Alberto concluyó su ponencia resaltando que “al final, vuestros hijos y los míos son casi como ese vino del que os estaba hablando al principio, como ese vino de 90 euros, que son riquísimos, están llenos de matices y son buenísimos. Así que hagamos el favor, no les arruinemos con etiquetas de garrafón”

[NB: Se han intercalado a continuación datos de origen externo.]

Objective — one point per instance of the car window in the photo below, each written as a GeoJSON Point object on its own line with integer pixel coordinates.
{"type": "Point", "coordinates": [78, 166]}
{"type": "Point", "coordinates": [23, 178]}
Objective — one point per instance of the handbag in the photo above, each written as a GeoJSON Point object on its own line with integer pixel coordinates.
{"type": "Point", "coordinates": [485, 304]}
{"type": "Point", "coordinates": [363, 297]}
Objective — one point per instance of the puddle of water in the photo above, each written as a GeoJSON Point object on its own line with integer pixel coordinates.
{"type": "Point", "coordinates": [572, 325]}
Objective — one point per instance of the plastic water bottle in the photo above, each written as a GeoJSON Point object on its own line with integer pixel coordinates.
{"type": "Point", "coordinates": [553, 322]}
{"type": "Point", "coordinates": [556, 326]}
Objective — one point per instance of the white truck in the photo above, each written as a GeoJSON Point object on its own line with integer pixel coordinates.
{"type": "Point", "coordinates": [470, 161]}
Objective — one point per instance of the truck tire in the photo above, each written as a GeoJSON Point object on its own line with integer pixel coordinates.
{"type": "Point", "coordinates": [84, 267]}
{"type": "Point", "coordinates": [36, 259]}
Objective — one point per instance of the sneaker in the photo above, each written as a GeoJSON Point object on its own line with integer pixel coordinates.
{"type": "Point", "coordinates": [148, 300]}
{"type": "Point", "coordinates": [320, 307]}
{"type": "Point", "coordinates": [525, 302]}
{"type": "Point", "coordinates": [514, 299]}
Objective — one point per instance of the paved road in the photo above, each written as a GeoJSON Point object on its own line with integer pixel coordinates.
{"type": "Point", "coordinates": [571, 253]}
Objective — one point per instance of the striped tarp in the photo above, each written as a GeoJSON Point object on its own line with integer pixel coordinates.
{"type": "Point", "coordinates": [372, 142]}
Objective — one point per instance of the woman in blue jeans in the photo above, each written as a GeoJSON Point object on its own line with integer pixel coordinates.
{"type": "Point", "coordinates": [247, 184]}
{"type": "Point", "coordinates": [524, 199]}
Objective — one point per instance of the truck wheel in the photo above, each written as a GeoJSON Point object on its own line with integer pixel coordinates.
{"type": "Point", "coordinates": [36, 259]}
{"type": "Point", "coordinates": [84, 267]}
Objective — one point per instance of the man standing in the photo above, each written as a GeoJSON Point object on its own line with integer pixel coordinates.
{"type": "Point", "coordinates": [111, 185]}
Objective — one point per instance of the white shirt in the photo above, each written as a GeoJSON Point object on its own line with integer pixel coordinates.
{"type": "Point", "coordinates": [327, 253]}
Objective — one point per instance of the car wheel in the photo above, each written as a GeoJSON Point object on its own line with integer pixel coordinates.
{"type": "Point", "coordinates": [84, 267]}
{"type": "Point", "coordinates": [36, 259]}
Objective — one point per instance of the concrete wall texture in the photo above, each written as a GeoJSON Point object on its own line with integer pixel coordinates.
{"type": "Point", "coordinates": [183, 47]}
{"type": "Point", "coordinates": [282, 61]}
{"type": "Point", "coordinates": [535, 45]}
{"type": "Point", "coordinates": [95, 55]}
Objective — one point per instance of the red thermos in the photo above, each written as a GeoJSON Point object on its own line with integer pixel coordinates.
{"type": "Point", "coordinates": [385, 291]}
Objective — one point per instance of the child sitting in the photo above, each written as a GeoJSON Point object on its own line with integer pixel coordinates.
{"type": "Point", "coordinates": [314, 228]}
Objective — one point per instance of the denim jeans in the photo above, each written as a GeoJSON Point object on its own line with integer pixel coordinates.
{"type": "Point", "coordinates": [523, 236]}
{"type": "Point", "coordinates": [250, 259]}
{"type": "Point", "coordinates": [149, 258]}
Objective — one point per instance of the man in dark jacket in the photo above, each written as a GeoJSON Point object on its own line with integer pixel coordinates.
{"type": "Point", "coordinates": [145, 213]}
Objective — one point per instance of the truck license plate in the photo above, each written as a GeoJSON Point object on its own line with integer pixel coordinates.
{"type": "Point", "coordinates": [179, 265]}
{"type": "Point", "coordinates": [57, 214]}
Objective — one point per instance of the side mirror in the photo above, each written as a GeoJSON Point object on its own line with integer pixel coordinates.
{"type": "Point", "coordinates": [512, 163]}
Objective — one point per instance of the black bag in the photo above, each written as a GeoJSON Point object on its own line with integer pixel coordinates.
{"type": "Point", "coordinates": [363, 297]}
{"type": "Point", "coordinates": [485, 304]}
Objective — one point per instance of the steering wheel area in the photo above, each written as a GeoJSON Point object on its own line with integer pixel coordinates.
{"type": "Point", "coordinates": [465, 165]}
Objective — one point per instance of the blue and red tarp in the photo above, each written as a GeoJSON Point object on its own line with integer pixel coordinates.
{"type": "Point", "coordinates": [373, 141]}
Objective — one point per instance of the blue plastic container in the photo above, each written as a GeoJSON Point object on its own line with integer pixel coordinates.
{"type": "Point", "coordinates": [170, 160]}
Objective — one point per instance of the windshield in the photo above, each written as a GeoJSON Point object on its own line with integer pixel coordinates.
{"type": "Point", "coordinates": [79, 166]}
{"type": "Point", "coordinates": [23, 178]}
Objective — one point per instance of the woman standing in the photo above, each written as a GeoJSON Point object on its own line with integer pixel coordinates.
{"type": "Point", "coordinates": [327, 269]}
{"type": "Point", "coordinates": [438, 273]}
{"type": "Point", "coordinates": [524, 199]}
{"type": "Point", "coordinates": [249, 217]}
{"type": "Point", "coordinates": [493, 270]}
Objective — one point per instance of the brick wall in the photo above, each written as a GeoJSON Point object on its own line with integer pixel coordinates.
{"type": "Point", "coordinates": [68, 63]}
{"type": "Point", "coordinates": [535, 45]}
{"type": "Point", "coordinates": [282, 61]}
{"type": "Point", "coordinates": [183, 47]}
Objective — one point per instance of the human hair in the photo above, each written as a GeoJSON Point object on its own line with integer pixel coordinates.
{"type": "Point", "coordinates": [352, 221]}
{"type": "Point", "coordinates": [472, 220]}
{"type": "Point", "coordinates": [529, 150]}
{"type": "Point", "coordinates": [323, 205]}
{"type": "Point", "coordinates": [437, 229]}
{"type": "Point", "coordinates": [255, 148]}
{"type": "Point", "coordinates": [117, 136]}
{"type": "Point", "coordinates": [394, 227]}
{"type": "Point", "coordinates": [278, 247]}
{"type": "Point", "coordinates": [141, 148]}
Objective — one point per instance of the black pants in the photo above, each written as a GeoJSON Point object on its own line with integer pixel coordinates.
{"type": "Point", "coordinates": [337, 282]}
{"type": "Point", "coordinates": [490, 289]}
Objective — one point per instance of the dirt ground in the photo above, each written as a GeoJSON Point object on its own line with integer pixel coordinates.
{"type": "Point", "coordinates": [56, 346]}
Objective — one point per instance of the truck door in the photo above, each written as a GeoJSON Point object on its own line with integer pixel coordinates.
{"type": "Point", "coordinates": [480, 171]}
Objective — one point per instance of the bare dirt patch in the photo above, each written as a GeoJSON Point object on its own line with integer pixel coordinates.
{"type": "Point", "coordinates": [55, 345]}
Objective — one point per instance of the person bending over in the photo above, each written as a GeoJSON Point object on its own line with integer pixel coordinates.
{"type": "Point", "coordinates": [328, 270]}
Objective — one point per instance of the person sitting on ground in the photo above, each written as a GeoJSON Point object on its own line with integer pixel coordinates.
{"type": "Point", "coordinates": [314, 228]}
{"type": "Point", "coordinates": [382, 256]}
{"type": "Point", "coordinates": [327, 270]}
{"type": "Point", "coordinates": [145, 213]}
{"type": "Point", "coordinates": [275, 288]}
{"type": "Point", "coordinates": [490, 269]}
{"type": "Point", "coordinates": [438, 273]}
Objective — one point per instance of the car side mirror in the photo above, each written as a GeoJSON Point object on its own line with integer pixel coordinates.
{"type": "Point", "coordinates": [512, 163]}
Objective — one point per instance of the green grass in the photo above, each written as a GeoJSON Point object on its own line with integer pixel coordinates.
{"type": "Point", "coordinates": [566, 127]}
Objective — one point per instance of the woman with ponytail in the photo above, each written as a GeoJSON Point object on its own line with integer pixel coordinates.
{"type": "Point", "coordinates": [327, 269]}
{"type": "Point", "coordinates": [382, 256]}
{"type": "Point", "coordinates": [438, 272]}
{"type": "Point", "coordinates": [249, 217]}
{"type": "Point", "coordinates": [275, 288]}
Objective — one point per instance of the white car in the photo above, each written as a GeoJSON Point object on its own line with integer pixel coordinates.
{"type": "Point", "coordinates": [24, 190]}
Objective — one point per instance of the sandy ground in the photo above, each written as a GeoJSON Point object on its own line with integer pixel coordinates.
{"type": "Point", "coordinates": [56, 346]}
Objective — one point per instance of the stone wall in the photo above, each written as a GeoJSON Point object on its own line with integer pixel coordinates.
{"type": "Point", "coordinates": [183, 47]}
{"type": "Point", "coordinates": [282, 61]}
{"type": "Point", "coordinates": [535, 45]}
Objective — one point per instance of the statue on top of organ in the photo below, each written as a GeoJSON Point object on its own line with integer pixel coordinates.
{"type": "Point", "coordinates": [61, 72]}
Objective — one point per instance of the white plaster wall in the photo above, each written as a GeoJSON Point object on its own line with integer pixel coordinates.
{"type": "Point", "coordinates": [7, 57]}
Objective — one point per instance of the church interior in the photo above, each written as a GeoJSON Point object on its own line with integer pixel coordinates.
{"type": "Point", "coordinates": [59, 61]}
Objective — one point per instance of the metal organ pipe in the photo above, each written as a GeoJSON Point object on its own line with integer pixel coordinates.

A preguntas del público, Alberto recordó que “las etiquetas son muy peligrosas porque acabamos comportándonos de acuerdo a ellas.  Si yo ya soy malo, ¿qué voy a hacer? No tengo ningún margen”. Y rompió una lanza a favor de los maestros, a los que a menudo los padres también etiquetamos: “Igual que no nos gusta que se etiquete a nuestros hijos, tenemos que hacer un esfuerzo con el maestro, con el pediatra, de no etiquetarlo sino valorarlo de forma proporcional y específica para, como padres, dar ese ejemplo de “no a las etiquetas

Y por último una persona del público planteó una duda que Alberto se alegró de contestar: ¿qué pasa cuando nuestros hijos son demasiado dóciles? Alberto nos contó que “es muy importante que les animemos a tomar decisiones, a ir en contra de lo que nosotros les decimos, incluso, que les animemos cuando se salgan del camino marcado”. Muchas veces son tan dóciles “porque tienen miedo a lo que los pueda suceder si se comportan de una manera que no esperamos de ellos”. Por eso, Alberto concluyó que “no todo lo que decimos los padres siempre es justo y debe ser obedecido. Por lo tanto hay que animarles y no castigarles cuando hacen valer su voz”.